This article reflects information as of 2020. For the latest details, please contact us.

Written by: Tomohiro Koizumi, Representative Director, tentus inc.

At tentus, we don't place much emphasis on experience when hiring.
Because of that, developing a method for training inexperienced members into directors was a very important challenge for us.
Right off the bat this strays from today's title of "training system," but — what do you think is the most important thing for a director?
Documentation skills? Progress-management skills? An understanding of systems?
I think these are skills you can always reach a certain level in by building up experience through projects, so while they're necessary for a director, I don't consider them the most important.
What I think a director needs most is imagination.
Imagining the user's psychology. Imagining the client's position. Imagining the reputation of the client's company.
Without the right input, imagination is no different from delusion. You draw on all sorts of information input, imagine all sorts of scenarios, and then consider the appropriate means for each. This doesn't grow just from sitting at a desk. Engaging with people, treating all kinds of information as your own concern, taking it in, thinking about it, and making it part of you — that becomes the starting point for imagination.
So I believe that anyone who can genuinely be considerate of others and has a joyfulness that isn't self-centered can become an excellent director.
We manage the training system that grows such wonderful people into directors with a project management tool like this — Backlog.

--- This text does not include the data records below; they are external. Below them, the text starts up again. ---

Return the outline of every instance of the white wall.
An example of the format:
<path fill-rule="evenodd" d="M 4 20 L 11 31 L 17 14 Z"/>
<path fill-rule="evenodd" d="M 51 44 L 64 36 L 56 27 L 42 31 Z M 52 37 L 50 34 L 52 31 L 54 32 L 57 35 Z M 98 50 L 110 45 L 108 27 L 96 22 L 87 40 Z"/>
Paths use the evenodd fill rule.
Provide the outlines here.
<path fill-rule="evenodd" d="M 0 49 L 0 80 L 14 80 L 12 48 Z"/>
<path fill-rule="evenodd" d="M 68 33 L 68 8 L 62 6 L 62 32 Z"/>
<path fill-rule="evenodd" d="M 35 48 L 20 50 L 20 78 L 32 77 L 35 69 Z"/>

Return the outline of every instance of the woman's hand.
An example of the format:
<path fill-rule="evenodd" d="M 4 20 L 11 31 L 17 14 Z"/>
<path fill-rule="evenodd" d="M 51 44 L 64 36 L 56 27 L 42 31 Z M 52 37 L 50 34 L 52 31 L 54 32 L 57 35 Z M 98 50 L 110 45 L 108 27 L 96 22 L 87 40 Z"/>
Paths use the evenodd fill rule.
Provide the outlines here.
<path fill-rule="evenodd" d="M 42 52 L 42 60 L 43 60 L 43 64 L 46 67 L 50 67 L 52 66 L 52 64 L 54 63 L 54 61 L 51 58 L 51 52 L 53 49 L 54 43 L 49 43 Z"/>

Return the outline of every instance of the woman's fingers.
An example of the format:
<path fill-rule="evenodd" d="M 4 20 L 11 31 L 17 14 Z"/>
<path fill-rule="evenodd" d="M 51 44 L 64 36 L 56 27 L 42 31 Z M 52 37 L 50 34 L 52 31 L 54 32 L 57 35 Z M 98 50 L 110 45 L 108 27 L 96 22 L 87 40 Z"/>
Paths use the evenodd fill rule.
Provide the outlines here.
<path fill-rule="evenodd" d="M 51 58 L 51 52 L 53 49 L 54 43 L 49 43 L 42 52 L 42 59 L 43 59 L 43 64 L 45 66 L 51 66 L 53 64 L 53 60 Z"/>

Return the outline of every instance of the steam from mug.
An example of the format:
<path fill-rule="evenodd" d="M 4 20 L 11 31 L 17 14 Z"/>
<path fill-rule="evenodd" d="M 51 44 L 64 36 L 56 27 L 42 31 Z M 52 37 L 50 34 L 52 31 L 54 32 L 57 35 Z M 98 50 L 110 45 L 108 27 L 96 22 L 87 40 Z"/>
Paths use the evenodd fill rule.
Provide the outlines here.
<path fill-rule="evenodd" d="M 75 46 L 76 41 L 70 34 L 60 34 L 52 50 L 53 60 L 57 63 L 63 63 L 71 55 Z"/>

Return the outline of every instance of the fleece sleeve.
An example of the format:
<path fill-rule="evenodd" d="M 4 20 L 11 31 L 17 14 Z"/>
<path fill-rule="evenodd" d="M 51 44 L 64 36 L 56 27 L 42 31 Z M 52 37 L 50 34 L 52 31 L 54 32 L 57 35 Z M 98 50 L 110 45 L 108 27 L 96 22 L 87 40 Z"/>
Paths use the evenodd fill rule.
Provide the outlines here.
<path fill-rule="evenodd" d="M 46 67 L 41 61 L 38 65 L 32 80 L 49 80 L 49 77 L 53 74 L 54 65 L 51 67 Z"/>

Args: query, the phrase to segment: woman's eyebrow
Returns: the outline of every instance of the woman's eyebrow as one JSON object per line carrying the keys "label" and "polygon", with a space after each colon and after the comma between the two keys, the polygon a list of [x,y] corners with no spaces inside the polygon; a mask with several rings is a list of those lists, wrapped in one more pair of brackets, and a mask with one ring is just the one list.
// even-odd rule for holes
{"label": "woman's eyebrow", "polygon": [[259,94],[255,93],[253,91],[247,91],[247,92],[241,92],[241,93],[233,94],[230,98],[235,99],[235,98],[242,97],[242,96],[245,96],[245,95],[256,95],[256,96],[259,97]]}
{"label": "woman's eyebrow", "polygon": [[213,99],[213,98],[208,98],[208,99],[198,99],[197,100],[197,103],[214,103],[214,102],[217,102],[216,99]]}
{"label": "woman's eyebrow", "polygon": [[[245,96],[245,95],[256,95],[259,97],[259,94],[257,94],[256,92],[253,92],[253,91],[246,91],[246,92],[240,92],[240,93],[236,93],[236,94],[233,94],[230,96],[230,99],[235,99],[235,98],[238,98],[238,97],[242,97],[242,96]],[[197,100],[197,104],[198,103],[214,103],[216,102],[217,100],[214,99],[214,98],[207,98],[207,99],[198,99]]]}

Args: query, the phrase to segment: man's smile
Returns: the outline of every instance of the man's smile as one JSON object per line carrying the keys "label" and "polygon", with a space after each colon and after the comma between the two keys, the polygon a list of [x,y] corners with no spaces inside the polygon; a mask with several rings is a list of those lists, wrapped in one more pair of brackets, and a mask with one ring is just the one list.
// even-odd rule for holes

New members study based on this, but the important things here are:
- The one who teaches is a senior member
- The new member who was taught maintains each item themselves
These two points.
Using this tool, the senior who most recently received the training becomes the teacher, and the new member — the student — takes charge of organizing the information.
It's a kind of apprenticeship system, if you will: by becoming teachers, seniors gain fresh insights, and by having new members handle the upkeep of the information, it becomes possible to review what was taught and to check the person's own level of understanding.
Honestly, none of the individual content is anything special. It's all stuff you can find plenty of with a quick Google search.

The most important thing about this training system is having a shared place where knowledge can accumulate.
With this shared place, everyone can standardize the terminology they use, refer to documents, and find the person who can answer questions in detail.
There's still a lot that needs organizing, but I'd like to keep this training system going from here on.